The New Normal for Working Parents?

It's my fifth year teaching Marketing Strategy at the University of Oregon but my first year teaching it from my home office. I, like so many working parents, are doing our best to survive and thrive as we navigate this new normal. The video below gives you a glimpse at what so many of us are doing.

My weekly Marketing class is 3 hours long and for 2 minutes during last night’s class, my kids joined. On the one side, my kids were super curious about why I’m teaching from home and on the other side, I think it’s important to show my students that I’m a real person too.

I’ve worked in business for 20 years and there has always been an immense amount of pressure on people, whether they’re parents or not, to separate work and life. It’s one of the topics I’ve really struggled with being a foreigner living and working in the US as the pressure to perform and not show the rest of your life feels greater here than in most countries. We say we prioritize family but unless you’re an entrepreneur, the struggle is real and the priorities feel like they compete each and every day, especially these days. Even as an entrepreneur, this is still tough.

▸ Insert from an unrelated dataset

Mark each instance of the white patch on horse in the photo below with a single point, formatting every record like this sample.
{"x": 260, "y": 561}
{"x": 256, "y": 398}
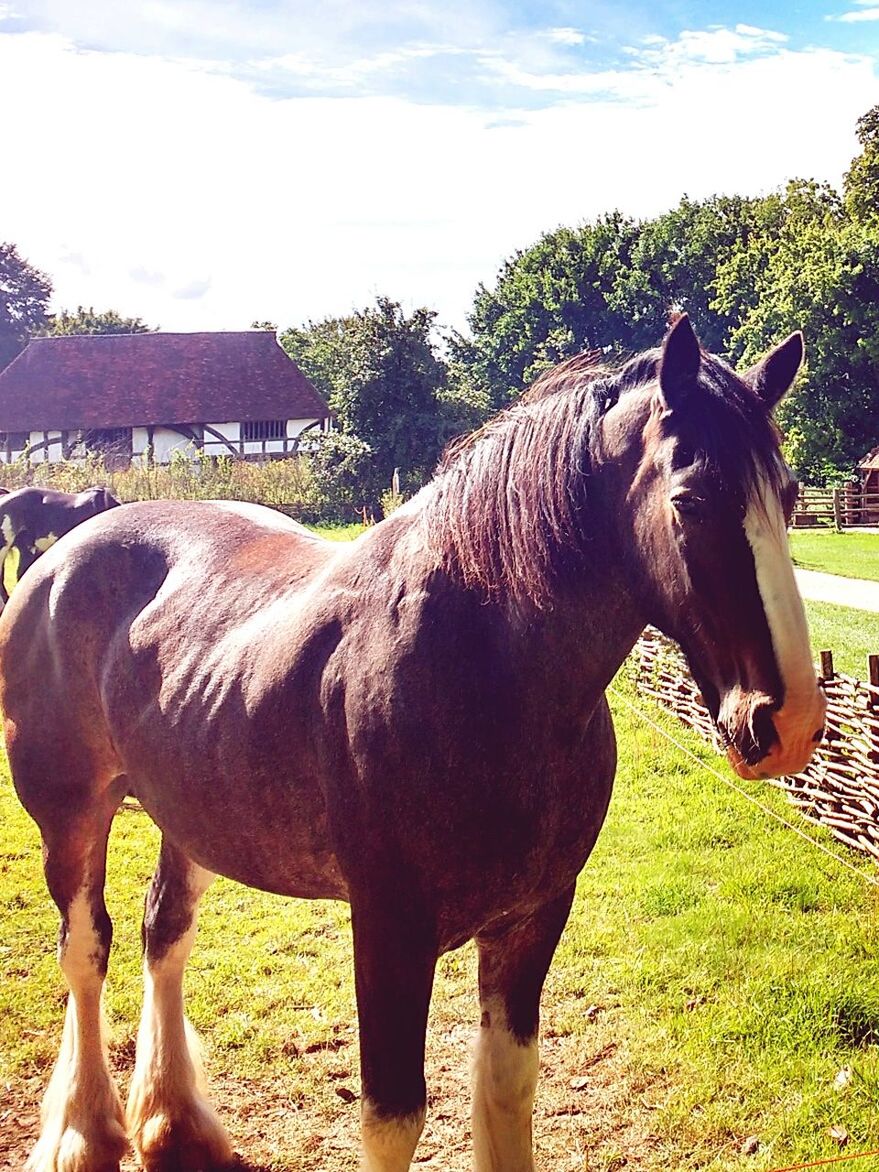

One thing I’m truly feeling from the experience we’re all having with Covid-19 is that there is and should be a much greater human element to our work. We all have families, hobbies, struggles, etc and it’s okay, and even positive, to share some of those. Those are the things that make us all real, make us relatable, make us human.

I hope we collectively find that by this forced overlap of work and life, we embrace that the overlap can be a good thing. Although I certainly couldn’t have run my full 3 hour class with my kids in the room, I was proud to show my kids all the faces on the screen who are keen to learn what I know about marketing and I was just as proud to show my students that there’s more to me than my resume.

There will be many ways we are changed by this pandemic. I hope this will be one of them.

Keep doing what you’re doing. You are not alone.